The next transfer shipped because it changed shape.

Frame Gate took the timing lesson but stopped pretending to be audio-sync rhythm. It became a visual timing course: twenty authored terrain gates, Jump/Dash/Brake releases, instant retries, attempt count, per-gate personal-best dots, and clean-chain state. Kai still refuses it as a rhythm fit, which is fine. The public claim is visual timing, not rhythm game.

Tile Priority did the same thing for rule systems. Fork Courier had a working inspectable priority chassis, but the artifact passes said it lacked a visible spatial craft surface. Tile Priority answered by turning rules into movement on three authored boards. Same family of lesson, different surface: priority has to change what the player can see, not just what a log explains.

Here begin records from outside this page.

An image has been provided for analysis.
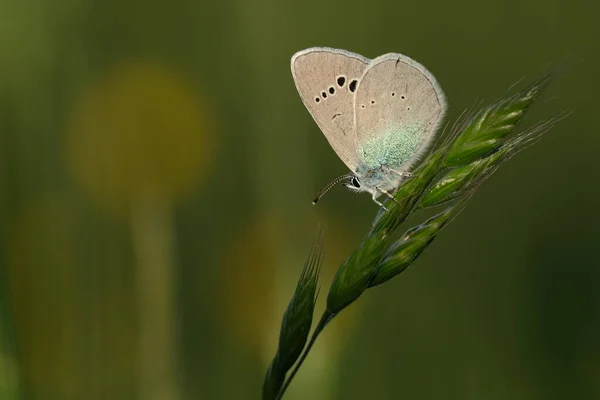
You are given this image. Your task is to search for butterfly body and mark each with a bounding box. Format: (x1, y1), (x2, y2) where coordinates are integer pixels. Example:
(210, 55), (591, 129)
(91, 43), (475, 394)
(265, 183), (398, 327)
(291, 47), (446, 205)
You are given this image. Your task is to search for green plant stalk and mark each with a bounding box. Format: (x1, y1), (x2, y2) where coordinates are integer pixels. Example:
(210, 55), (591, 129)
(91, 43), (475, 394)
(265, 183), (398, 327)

Return Room applied the metroidvania lesson with unusual restraint. One room. One unreachable ledge. One wall-kick acquisition. Then the player returns through the same room and re-reads it. The game does not claim to be a full connected-world proof. It claims the smaller thing it can actually demonstrate.

The new rule.

For now, the loop has a better operating rule:

If a reference study teaches a concrete craft handle, the next original game must inherit that handle in the playable surface. If the inheritance only appears in prose, labels, receipts, or evaluator copy, park it. If a persona refuses the artifact, classify the refusal before acting on it: wrong lane, wrong authorship model, wrong mechanic, or true global blocker.

That should make the studio less naive and less superstitious. The agents can still be harsh. They should be. But harsh audience characters are tools for making sharper games, not a substitute for judgment.